I wish I could go to a bar with my brother today and down a pitcher of beer and talk about how good it is to be together for our birthdays, (mine was four days ago,) but we are not together. One month ago I became engaged to be married. I wish my brother could be there on the day faith and I wed. problem is, wishes do not cause holes in the chest nor the universe. I will wish anyway.
My office is like an igloo now and I sink down into my chair in order to increase the surface contact with my skin. What I wouldn't do for some warmth.
There is one more message on my machine from another employee. Seems he has diarhea and won't be able to make it in today. He actually said that word. Star-D.

2 comments:

Lucio Rodriguez said...

Brrr, it's cold in here. Damn, that was a bit of an emotion tug there buddy - considering I worked with you some time ago, I shudder to think of who the unfotunate player of this narration is.
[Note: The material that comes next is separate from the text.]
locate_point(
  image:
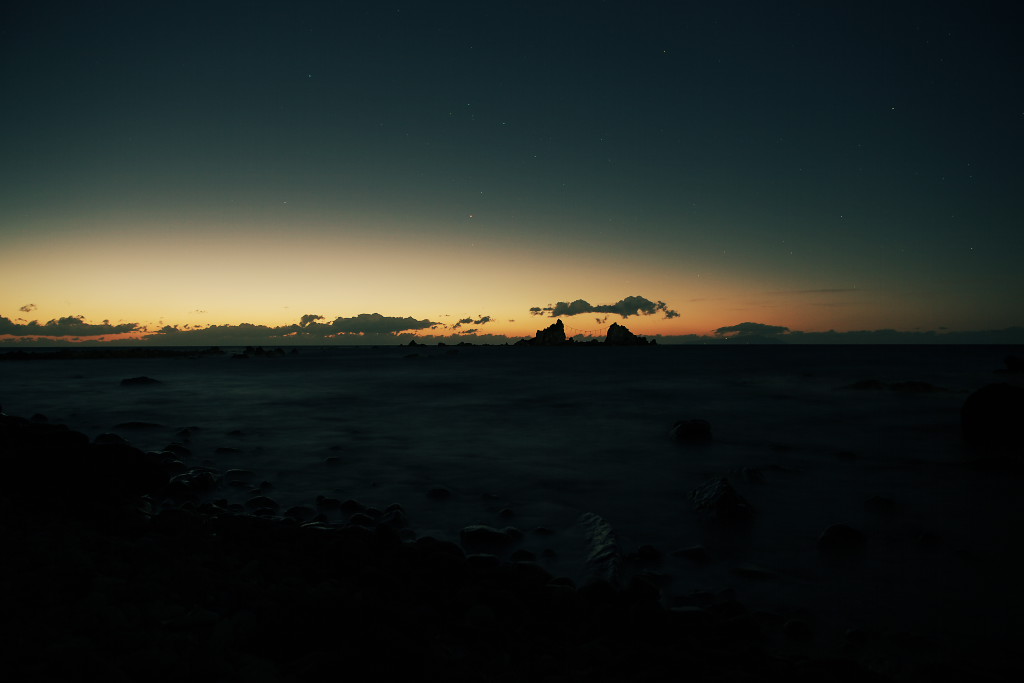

It's a loooong way back home from the depths of sorrow this true to life character has been sunk to... some never find home to say the least - but as humans do, we wish... que no?

Crash Pryor said...

Yeah man, that's a rather dark entry but I guess sometimes you've got to get that shite out of your system lest it becomes an ulcer in your senescent years. Don't forget to hold on tight to the things that matter most in life because tomorrow's promised to no one and that's word, yo.